Automobile and Domestic Consumption in China
Amidst the US-China trade war, ongoing for more than 18 months, there have been many speculations on the impact of US tariffs on our domestic economy. According to the NY Times, “The United States has now collected more than $39 billion from the tariffs placed on $360 billion worth of Chinese goods,'' which are costs imposing on our consumers. On the other hand, the trade war is also creating an atmosphere of uncertainty that is causing many families to rein in spending. In an analysis by the South China Morning Post, this is a phenomenon where consumers are purchasing more oyster sauce, a cooking essential, while forgoing luxuries such as wine.
In a time where the Chinese export is challenged by US tariffs, it appears logical that the government will seek to strengthen its economy through growing the domestic consumption sector. Indeed, the trends from previous years have shown that overall, Chinese spending contributes to around 60% of increases in GDP. This means that the decrease in consumer confidence due to the trade war can indirectly harm China's economic prospects.
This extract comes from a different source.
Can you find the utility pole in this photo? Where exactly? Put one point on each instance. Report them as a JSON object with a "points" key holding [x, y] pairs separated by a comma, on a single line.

For many years, owning a car in China is a sign of upward mobility and can even be considered a necessity for some families. Despite historically upwards trend in car sales, recently, even the automotive industry is experiencing fewer buyers. During the month of October 2019, there was a total of 2.46 million vehicles sold, representing a 3.6% year-over-year decline. While the US-China trade war does impose a culture of spending less, there are other factors that can explain the decline in automobile purchases.
First, Chinese investments in alternative transportation has made the population less reliant on cars when commuting. During May 2019, official data indicated that investment in railway infrastructure increase 12.6% when compared to 12 months prior. Other transportation solutions come from the private sectors. For example, Chinese people are using the popular car-hailing service of Didi Chuxing, a comparable Chinese version of Uber. Founded in 2012, Didi Chuxing has enjoyed significant popularity in China with “550 million users and 31 million drivers”. Beyond alternative transportations, certain governmental policies are also creating challenges for automobile manufacturers. Earlier this year, 17 cities and provinces across China has adopted a new car emission standards in order to limit environmental impacts. For consumers, this would discourage them from buying the sub-standard, older generation cars because it will be difficult to obtain a local license plate. While the new regulations will benefit China’s air quality in the long run, on the other hand, the recent Chinese policies seem to be less supportive of New Energy Vehicles (NEV). In fact, the government has cut back on subsidies for NEVs causing its sales to decrease by nearly a half earlier in October, 2019.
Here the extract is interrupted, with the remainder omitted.